Il y a des entraîneurs qui se présentent devant les caméras de télévision après une lourde défaite et qui affirment: «J'ai vu des choses positives». Ce qu'ils pensent, mais ne disent pas, va davantage dans le sens d'une «performance catastrophique». Nous entendons des entraîneurs qui, lorsqu'on leur demande comment sortir de la spirale négative après une cinquième défaite consécutive, répondent: «Nous devons continuer à travailler dur». Ce qu'ils déclarent en off lorsque les caméras de télévision sont éteintes ressemble plutôt à: «Nous avons besoin de renforts, tu ne peux rien gagner avec cet effectif».
Cette manière de donner des réponses molles s'est répandue comme un virus. Il ne faut surtout pas se faire remarquer, ou dire ce que l'on pense et ce que l'on ressent. Les discours sont devenus aseptisés. Les remplaçants aimeraient jouer, mais ils comprennent parfaitement les choix du coach, et le respectent. Celui qui réalise un coup du chapeau est juste heureux d'avoir pu aider l'équipe. Tout cela n'est que du vent. Le héros d'un match est un héros, se sent comme tel et a le droit de le faire savoir.
C'est pourquoi il est agréable de voir que dans ce flot de diplomatie, il existe encore des exceptions comme l'entraîneur de Lucerne: Mario Frick. Il est bien sûr impitoyable lorsqu'il dit: «Je n'ai encore jamais vu une prestation aussi embarrassante» ou «J'ai dit à l'équipe que c'était la première fois que j'avais honte d'être l'entraîneur». Des propos lourds de sens.
Exprimer une chose dans le vestiaire et une autre devant les caméras de télévision ne facilite pas la tâche des joueurs. Ils se demandent alors et à juste titre ce qu'il en est réellement. Avec Frick, ils savent à quoi s'en tenir. Et comme le FC Lucerne n'est pas trop mal placé au classement, c'est aussi le bon moment pour réveiller cette jeune équipe.
Beaucoup craignent que la génération actuelle ne soit brisée par des remarques aussi sévères. Ils demandent donc une approche prudente. Mais les joueurs talentueux savent depuis l'adolescence que le football n'est pas un sport sentimental.
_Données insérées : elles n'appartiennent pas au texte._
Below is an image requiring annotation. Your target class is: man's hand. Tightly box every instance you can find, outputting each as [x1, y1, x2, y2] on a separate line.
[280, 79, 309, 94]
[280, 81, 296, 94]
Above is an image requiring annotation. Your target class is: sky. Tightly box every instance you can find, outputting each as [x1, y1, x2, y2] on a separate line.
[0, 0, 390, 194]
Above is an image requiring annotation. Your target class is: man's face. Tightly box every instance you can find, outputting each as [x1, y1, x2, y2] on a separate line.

Ils se battent en permanence depuis l'âge de 12 ou 13 ans pour leur place et apprennent à gérer la critique. C'est pourquoi l'éruption de Frick ne déstabilisera pas les Lucernois, surtout s'il parle de manière constructive avec ses joueurs. D'ailleurs, il a déjà souligné que cette prestation pitoyable relevait de sa responsabilité.
Dimanche après-midi, Mario Frick a montré que les émotions pouvaient influencer nos pensées et nos actions. Des phrases crues ont jailli sans filtre après la défaite décevante de son équipe. Il n'a jamais eu «autant honte» de ses joueurs. Il a parlé de la «performance la plus embarrassante» à laquelle il a assistée. C'était «un football de faible niveau».
Frick était à la merci de ses émotions. Il ne faisait que battre la mesure et on peut le comprendre. Qui d'entre nous aimerait, après une performance émotionnellement éprouvante, être poussé devant une caméra pour dicter son ressenti? Personne. Mais se présenter devant la télévision fait partie du jeu, et surtout du métier d'entraîneur.
Ce qui compte réellement, ce sont les conséquences de ses critiques et les processus enclenchés dans l’esprit de ses cadres. A une exception près (le gardien remplaçant Vaso Vasic), les joueurs du FCL appartiennent à la Gen Z. Savoir si ce groupe peut être dirigé par la carotte et le bâton est une question idéologique à laquelle il doit répondre lui-même. En revanche, ce que l’on peut dire avec certitude, c’est que si un entraîneur dénonce publiquement ses joueurs, cela peut mettre la relation à rude épreuve. D’ailleurs, la vie quotidienne nous enseigne que les explosions émotionnelles sont généralement contre-productives.
Parce qu’un formateur travaille avec de jeunes joueurs, il doit potentiellement s’attendre à des échecs totaux et inexpliqués. Le coach n’aurait pas dû réagir de manière aussi consternée à Sion. Il s'attendrait à un adversaire très agressif. Ce n'est pas comme si le FCL avait marché sur toute la ligue dans un passé récent. Il y a eu une victoire au cours des six derniers matchs, contre GC menacé par la relégation. Frick avait qualifié cette rencontre de «sale» victoire, durant laquelle beaucoup de choses n’avaient pas été bonnes. Quiconque s’attendait à une rencontre de gala du FC Lucerne à Sion n’a guère le sens des réalités.
Il n’y avait pas à dramatiser inutilement l’épisode valaisan, car il est probable que rien n'ait été cassé dimanche sur la pelouse. Un peu plus d’autocritique de la part du coach aurait été de mise.